Maria twitched the folds of her shawl closer about her. "I've been engaged in a rather agreeable flirtation with Reggie Sanderson. A former major in the 95th. I knew him a bit in Spain and we met up again in London. Lately it's turned more serious. And it occurred to me—Well, if you can sing the praises of marriage, can you blame me for contemplating it?"
Harry folded his arms across his chest and regarded her. "You're saying you're considering marriage to Sanderson and that suddenly made you worried about this indiscreet letter to Craven?"
She reached for her glass and took a sip of brandy. "I assume in your besotted state you understand the advantages of marriage, and there are rather more advantages for a woman than a man. Reggie has many things to recommend him, but he doesn't quite have your flexible thinking.

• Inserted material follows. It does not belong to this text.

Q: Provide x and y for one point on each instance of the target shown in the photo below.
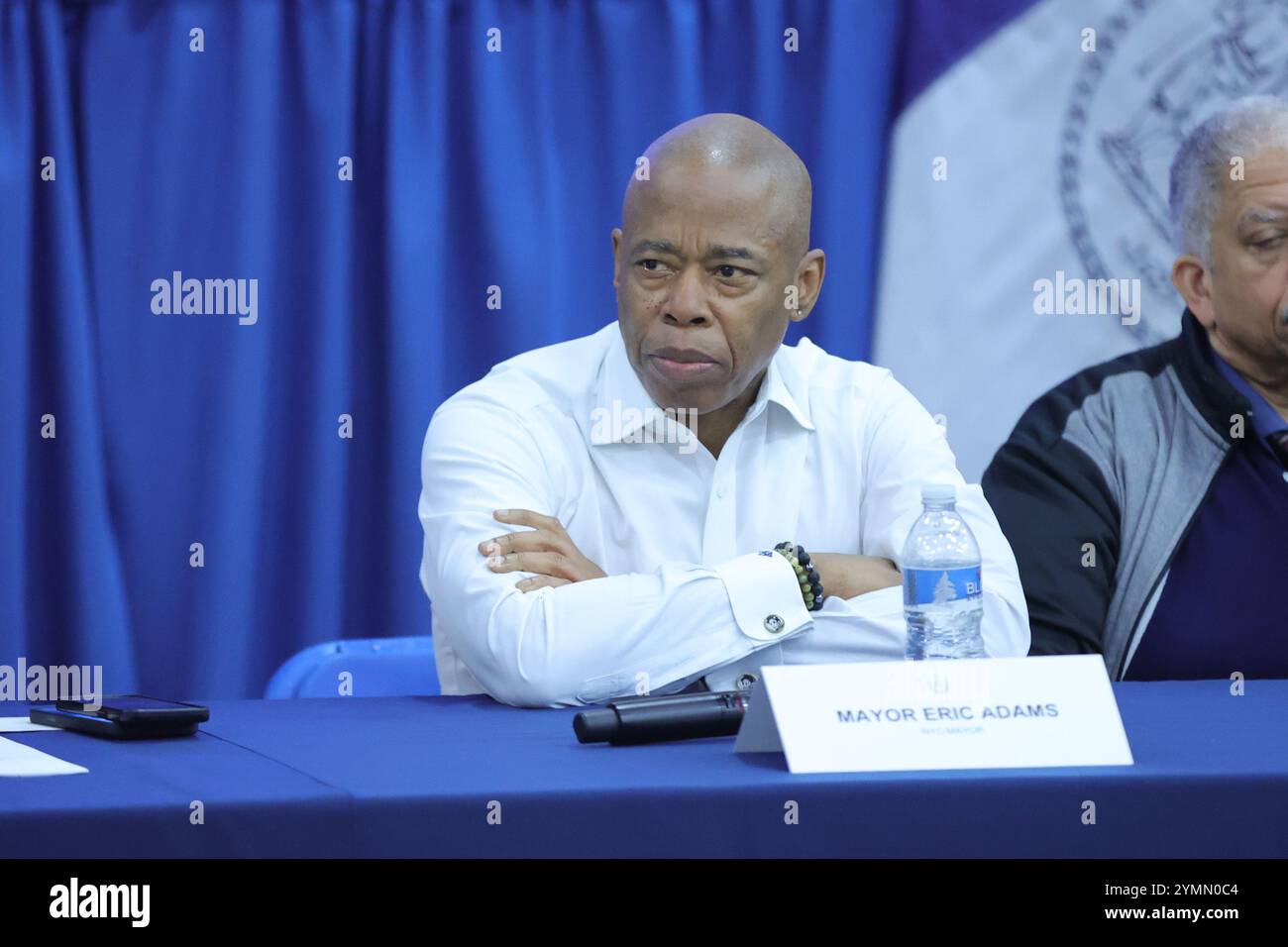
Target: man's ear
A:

I think that letter might give him pause."
"David would hardly show it to him."
"There's no telling what might happen if it fell into the wrong hands."
"Did you find it?"
"No. Though I was interrupted before I could search the whole house, as you must know. It seemed prudent to beat a retreat."
Harry leaned back in his chair and considered his former lover. Their affair had been brief. But one learned a lot about an agent working with them. And whatever mistakes he'd made in his marriage, he wouldn't have survived as a spy if he hadn't learned to read people. "It's a good story, Maria. There may even be truth in it. But not the whole truth. I could always tell when you were lying."
"You're jumping at shadows, Harry."
"I think not."
"My dear." She set her glass down with care, barely sloshing the brandy. "If I was I lying, do you imagine there's a chance I'd tell you the truth?"
Chapter 21
"Raoul!" Lisette Varon ran down the passage and seized his hands. She wore a blue sprigged muslin dress and her thick fair hair was caught back with a blue ribbon. A far cry from the male attire she'd worn when he and Bertrand helped her escape France a month and half ago. Or the evening gown of Suzanne's she'd dressed in to elude pursuit when they'd sought refuge at the Berkeley Square house in the midst of a ball.